The supply chain is becoming a mainstay of public concern as a result of COVID-19, but industry leaders know that supply chain health is historically fragile under natural and market forces: hurricanes, tariffs, wildfires, labor regulations, and carbon-reduction mandates. The rising demands of e-commerce amid increasing consumer expectations for fast and free shipping have only added more stress to the system.
The combination of these forces has pushed the supply chain into the spotlight, highlighting the challenges of the ever-shifting landscape, the impact on workers up and down supply chains and various levels of the economy, and the growing need for innovative technologies and strategic partnerships to tackle these issues.
Today, most shippers must rely on an interconnected network of technology, logistics and service providers to keep goods moving — transporting them across the world and across the country through various warehouses and distribution centers before they hit retail shelves or your front door.
This complex behind-the-scenes coordination involves multiple companies and technology platforms — reliant on a backbone of communication largely done manually through emails and phone calls.
At its recent conference, FWD21, global logistics platform Flexport featured a conversation between its chief technology officer, James Chen, and Ziad Ismail, the chief product officer at digital freight network Convoy. In June, the two organizations announced a strategic long-term partnership and shared commitment to create full end-to-end supply chain visibility — from international production to the final store delivery. In addition to discussing the impacts of the partnership, Ziad and James also unpacked the industry’s sticky communication issues.
According to Chen, large volumes of information come through disparate channels, like phone, email and chat because we’re dealing with the physical world. Chen states that while “a large carrier or logistics service provider hopefully has a great process they’re augmenting to automatically send and communicate, in reality, when an exception happens, you want to get information out,” and that urgency creates fragmentation around how we communicate.
For the industry to achieve the next level of innovation, it has to solve the email and phone bottleneck and embrace API’s technologies and standardized data interfaces, added Ismail. “Something as simple as a document going to the wrong email address can lead to delays and an inability to get capacity.”
The fragility of this system has always existed, but it has been exposed as the pandemic disrupted the global supply chain.
“When unplanned events send shocks through the system, the current supply chain just isn’t equipped to react fast enough,” said Convoy CTO, Dorothy Li. “The current trade-off shippers are making to build resilience into the supply chain is to have a supply chain that is highly wasteful. To truly fix this, companies need to collaborate. A shipper’s network of transportation partners need to be truly interconnected, freely sharing data and critical information needed to run the supply chain in a timely manner.”
The acute pain that COVID-19 caused for shippers is incentivizing deeper technological change. Chen added that companies will be incentivized to join digital networks with end-to-end visibility when the user experience provides a single version of true events in global logistics. Shippers will be able to make smarter decisions when they see the entire network, as opposed to each piece of the supply chain making a local decision without considering the downstream implications.

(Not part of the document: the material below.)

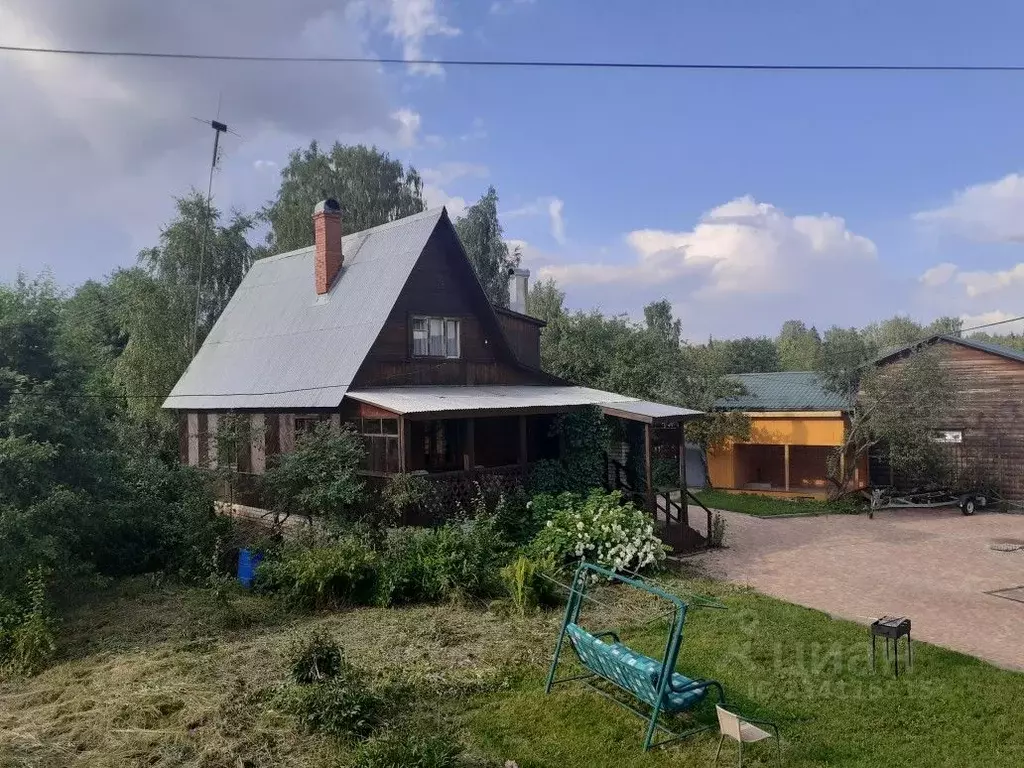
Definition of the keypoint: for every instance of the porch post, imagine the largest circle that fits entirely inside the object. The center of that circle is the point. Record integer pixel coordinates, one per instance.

Here’s another incentivizing factor: The cost for companies to integrate enterprise software, join visibility networks and build platforms has been going down. Since 2011, $302 billion of venture capital funding has been invested in supply chain technology, which has lowered barriers of entry and paved the way for existing platforms to build new capabilities and open up for third party enhancements.
“Convoy and Flexport have a shared vision and shared DNA in that we’re both technology companies looking to solve the distinct challenges in freight,” said Li. “Being in adjacent parts of the supply chain, our mutual shipper customers will benefit most from our technology integration as we look to connect international manufacturing and shipping through to over-the-road delivery to stores.”
Chen believes that data transparency will provide the greatest value to the industry, stating: “The most important thing is how we leverage other companies’ information to make the overall better.” In the domestic side of the business, this means using data on trucking capacity to determine how to forecast and optimize routing. For international routes, tracking ocean carrier schedules and container volumes can help dictate how to manage people and resources working in our ports.
But how close is the industry to ditching email and phone calls and modernizing its communication tools?
“We’re getting close with the acceleration of digital adoption and there’s a lot of standards bodies out there continuing to consolidate so that the data is more uniform,” said Chen. “It’s still probably at least five years away, but you can see the light at the end of the tunnel.”
“Shippers are coming to terms with the fact that the standard traditional antiquated way of doing things isn’t working in this fast-moving more volatile market, and that the sooner they embrace digitization, the sooner they can benefit from it,” Li said. “Even when the pandemic and the effects of its aftermath are behind us, these problems will remain.”